We aren’t getting our money’s worth from electronic medical records

How many people would purchase phones if those phones only communicated with other phones in their household? Would a postal service create sufficient value if you could only send letters within your town? Would the value obtained by purchasing a $20,000 car that included a powerful engine, nice audio system, seats with lumbar support and a great air conditioner justify purchase if, after the fact, you learned that to be able to drive from the showroom to your home, you would have to buy a transmission at an additional cost of $10,000 when your total budget limited you to $22,000 and the salesman knew this at the start?

I suspect that you answered, “No!”

Why are we willing to spend millions on electronic medical record systems that offer similar restricted opportunities? Why does the market not demand that the stated purchase price for an electronic medical record system include the cost of various interfaces necessary to communicate with other applications, both inside and outside the organization, in a language-neutral manner? Why do healthcare administrators accept these hidden costs and the subsequent reality of purchases unable to fulfill organization information requirements after the ink has dried on the purchase contract?

Electronic medical records are one component of the digital bouillabaisse needed to launch us into the digitized future of health care. But absent certain vital components, this disruptive technology will remain pie in the sky—and disrupting to clinical work. Electronic records sold in this fragmented, constrained fashion will be an inordinately expensive way to deliver the value they are capable of delivering for financially struggling healthcare organizations.

And despite initial government help with the purchase of such systems, given that the biggest costs of IT systems accrue after purchase, where will the necessary money for those ongoing costs come from? The US healthcare system has significantly cut its direct care staff due to lack of funds. Moreover, consistent demonstration of sustainable savings and improvements to safety and quality resulting from the use of such IT systems is lacking, especially when deployed in resource-constrained organizations.

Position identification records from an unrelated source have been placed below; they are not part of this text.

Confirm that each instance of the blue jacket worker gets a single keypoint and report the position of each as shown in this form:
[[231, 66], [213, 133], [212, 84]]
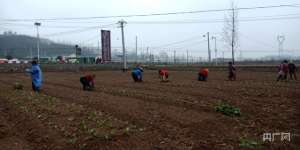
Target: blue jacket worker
[[36, 76]]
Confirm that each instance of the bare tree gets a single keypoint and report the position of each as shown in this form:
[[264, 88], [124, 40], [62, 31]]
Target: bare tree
[[230, 29]]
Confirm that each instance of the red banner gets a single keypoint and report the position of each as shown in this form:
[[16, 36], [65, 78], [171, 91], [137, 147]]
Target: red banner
[[106, 45]]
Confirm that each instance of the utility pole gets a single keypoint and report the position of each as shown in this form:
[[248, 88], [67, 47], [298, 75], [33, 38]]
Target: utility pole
[[216, 54], [233, 35], [147, 57], [122, 22], [208, 46], [280, 39], [136, 56], [174, 57], [37, 24], [223, 56], [99, 49], [187, 57]]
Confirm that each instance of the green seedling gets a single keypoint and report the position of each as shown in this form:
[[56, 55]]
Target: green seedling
[[228, 110], [247, 143]]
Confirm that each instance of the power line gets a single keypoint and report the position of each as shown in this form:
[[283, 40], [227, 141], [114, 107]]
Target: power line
[[78, 30], [210, 21], [156, 14]]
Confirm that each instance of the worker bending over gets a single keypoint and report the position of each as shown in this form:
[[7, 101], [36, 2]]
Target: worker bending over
[[163, 75], [203, 74], [88, 82], [232, 72], [137, 74]]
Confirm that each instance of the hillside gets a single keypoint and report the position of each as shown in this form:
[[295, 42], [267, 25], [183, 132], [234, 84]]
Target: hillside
[[23, 46]]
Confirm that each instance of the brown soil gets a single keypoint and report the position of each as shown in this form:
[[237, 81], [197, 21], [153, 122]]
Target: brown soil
[[121, 114]]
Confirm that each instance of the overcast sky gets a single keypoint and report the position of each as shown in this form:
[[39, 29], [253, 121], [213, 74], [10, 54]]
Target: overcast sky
[[160, 33]]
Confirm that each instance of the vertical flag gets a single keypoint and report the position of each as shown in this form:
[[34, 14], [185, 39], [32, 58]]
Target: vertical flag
[[106, 45]]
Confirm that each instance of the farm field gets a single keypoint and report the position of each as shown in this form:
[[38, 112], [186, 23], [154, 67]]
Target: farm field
[[121, 114]]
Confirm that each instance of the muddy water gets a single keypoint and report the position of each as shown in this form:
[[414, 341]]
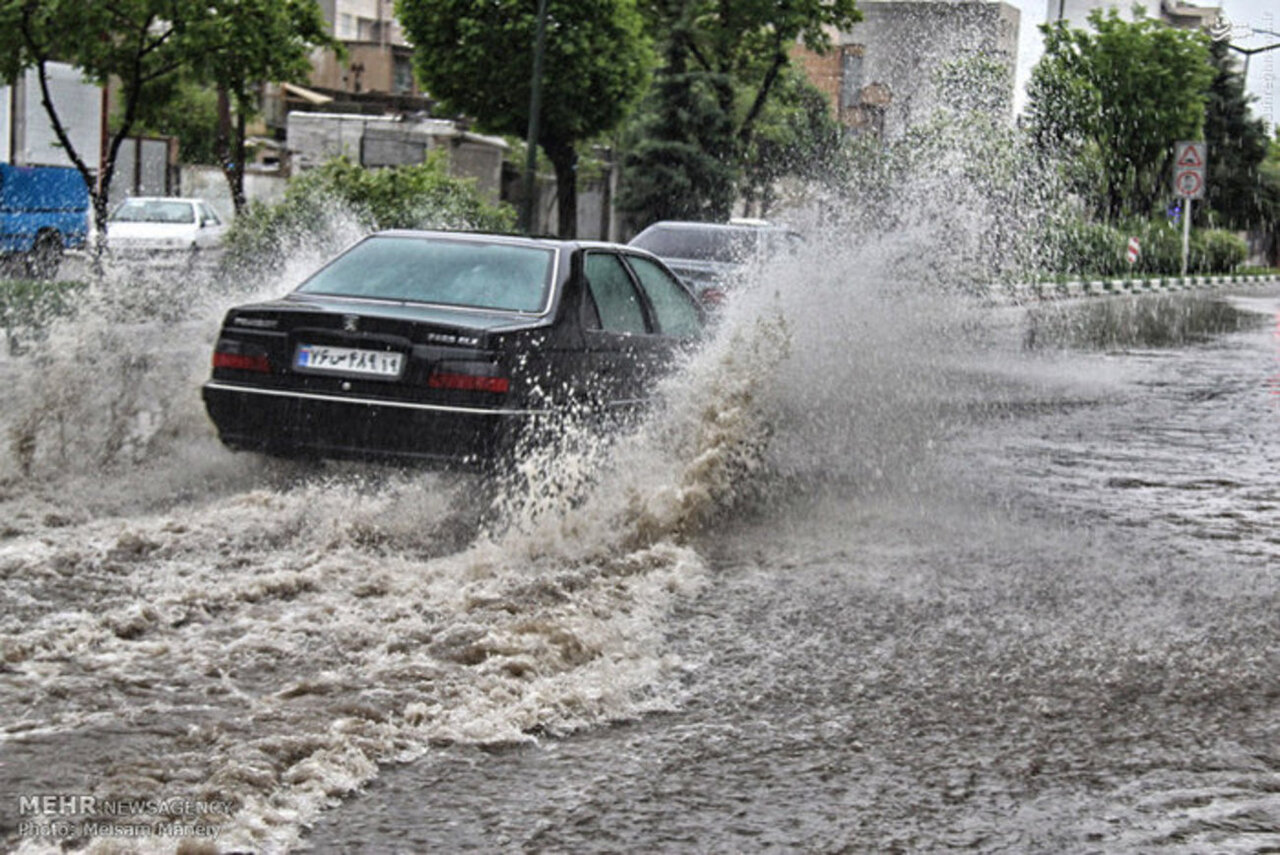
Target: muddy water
[[878, 575], [1055, 634]]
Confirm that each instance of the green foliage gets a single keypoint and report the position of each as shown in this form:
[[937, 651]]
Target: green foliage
[[183, 109], [1237, 147], [140, 45], [795, 137], [1119, 96], [1084, 248], [476, 58], [723, 69], [673, 168], [320, 202]]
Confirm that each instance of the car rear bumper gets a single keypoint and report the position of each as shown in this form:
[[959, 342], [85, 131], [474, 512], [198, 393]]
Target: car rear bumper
[[300, 423]]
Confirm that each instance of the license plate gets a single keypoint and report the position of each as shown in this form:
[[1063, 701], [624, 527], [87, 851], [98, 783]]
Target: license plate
[[348, 360]]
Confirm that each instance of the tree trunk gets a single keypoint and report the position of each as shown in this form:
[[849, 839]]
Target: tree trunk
[[563, 158], [237, 175]]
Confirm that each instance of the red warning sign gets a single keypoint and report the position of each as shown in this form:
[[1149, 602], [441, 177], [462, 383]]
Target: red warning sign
[[1189, 169], [1191, 155]]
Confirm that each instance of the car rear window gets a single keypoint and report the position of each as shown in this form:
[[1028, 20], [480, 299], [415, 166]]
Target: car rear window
[[728, 246], [439, 270]]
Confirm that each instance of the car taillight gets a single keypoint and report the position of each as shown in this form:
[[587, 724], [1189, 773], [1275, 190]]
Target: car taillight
[[240, 356], [469, 376]]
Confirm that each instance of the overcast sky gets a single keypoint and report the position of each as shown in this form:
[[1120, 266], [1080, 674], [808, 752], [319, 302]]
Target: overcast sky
[[1246, 17]]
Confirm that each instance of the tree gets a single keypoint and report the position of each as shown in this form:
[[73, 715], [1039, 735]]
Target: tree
[[146, 45], [265, 40], [475, 56], [1237, 147], [748, 42], [186, 109], [677, 167], [723, 62], [795, 136], [1120, 96], [140, 42]]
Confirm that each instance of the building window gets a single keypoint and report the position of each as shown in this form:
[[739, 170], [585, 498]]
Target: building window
[[403, 76], [850, 76]]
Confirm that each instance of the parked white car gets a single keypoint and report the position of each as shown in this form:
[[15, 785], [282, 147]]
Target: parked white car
[[155, 224]]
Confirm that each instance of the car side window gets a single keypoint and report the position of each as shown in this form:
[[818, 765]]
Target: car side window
[[616, 298], [672, 303]]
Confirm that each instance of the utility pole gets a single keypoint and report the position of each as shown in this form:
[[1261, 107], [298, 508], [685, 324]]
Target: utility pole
[[535, 105]]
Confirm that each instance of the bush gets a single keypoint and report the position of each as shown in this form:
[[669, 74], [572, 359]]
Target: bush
[[1217, 251], [330, 205], [1086, 248]]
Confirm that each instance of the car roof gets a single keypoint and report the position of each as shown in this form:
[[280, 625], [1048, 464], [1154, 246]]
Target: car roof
[[163, 199], [513, 239], [717, 227]]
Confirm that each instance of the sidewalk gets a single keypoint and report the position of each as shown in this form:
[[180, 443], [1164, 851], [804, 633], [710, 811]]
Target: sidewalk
[[1033, 292]]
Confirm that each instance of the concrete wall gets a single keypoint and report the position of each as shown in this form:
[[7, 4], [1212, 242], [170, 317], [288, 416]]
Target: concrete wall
[[210, 184], [26, 133], [901, 46], [382, 141]]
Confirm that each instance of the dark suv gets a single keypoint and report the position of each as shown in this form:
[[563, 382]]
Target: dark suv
[[709, 256]]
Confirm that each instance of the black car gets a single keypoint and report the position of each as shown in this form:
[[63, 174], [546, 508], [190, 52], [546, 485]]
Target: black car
[[446, 346], [711, 256]]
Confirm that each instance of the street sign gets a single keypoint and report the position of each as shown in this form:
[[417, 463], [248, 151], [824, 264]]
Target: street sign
[[1189, 159]]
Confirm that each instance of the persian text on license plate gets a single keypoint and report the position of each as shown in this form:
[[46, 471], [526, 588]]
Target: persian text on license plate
[[348, 360]]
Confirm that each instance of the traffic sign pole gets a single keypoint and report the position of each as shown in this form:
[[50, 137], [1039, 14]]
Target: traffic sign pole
[[1187, 234], [1189, 160]]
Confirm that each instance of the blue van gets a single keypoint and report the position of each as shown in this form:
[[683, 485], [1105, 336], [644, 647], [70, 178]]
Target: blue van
[[44, 210]]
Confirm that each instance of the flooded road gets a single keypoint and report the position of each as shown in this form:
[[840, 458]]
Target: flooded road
[[882, 577], [1059, 635]]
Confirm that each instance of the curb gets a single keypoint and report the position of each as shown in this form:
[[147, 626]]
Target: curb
[[1033, 292]]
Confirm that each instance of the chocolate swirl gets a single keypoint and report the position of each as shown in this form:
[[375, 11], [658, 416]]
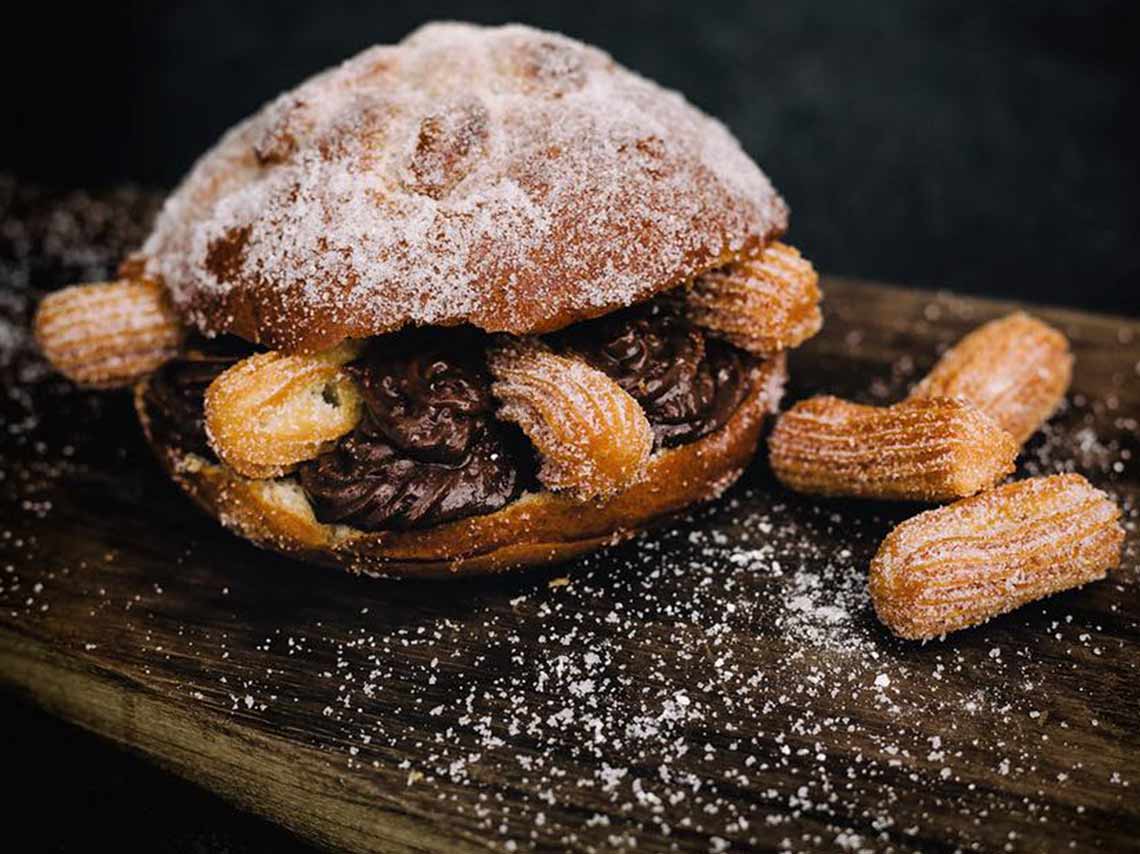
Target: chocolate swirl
[[428, 449], [687, 383]]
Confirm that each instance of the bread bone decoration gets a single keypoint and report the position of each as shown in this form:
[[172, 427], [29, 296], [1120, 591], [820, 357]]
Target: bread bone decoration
[[478, 300]]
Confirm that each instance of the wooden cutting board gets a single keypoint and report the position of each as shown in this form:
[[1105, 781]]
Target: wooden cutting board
[[718, 685]]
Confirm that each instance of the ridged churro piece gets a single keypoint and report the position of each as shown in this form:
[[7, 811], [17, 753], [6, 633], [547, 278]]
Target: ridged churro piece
[[922, 449], [1016, 369], [271, 411], [107, 334], [593, 438], [763, 306], [960, 564]]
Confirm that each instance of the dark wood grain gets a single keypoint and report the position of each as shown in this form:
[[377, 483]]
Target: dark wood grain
[[721, 684]]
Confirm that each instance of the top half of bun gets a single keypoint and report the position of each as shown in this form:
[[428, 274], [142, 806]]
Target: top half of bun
[[504, 177]]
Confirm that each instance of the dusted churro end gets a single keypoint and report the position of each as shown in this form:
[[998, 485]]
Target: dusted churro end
[[763, 306], [107, 334], [922, 449], [1016, 369], [961, 564], [592, 437], [270, 412]]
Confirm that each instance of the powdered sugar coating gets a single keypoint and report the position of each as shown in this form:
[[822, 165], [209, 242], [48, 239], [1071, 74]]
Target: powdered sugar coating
[[505, 177]]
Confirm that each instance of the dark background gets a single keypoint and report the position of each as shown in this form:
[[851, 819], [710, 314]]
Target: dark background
[[985, 147]]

Which brings us back to the question of why are we willing to pay all this money yet get such limited return on our investment?  If the ‘90’s could be distilled by “it’s the economy, stupid,” then the present might boil down to, “it’s market demand, stupid!”

Those who purchase these systems should carefully consider the terms they are willing to accept…and that means getting healthcare administrators and executives up to speed on enterprise IT concerns, the cognitive science (hence patient safety and care of quality) implications of clinical information systems, the need for user-centered design, etc. It also means rejecting contractual terms that protect IT vendors from the fallout of poorly executed IT products taken to market.

It’s time to raise the bar of expectation so that the systems purchased perform properly and fully at a price that the healthcare sector— especially its smaller, less well resourced organizations—can afford.

Barbara J. Moore is a pediatric pulmonologist and medical informaticist. She is a clinical adjunct faculty member of Northeastern University’s Masters Program in Health Informatics and consults for healthcare information technology companies and healthcare providers.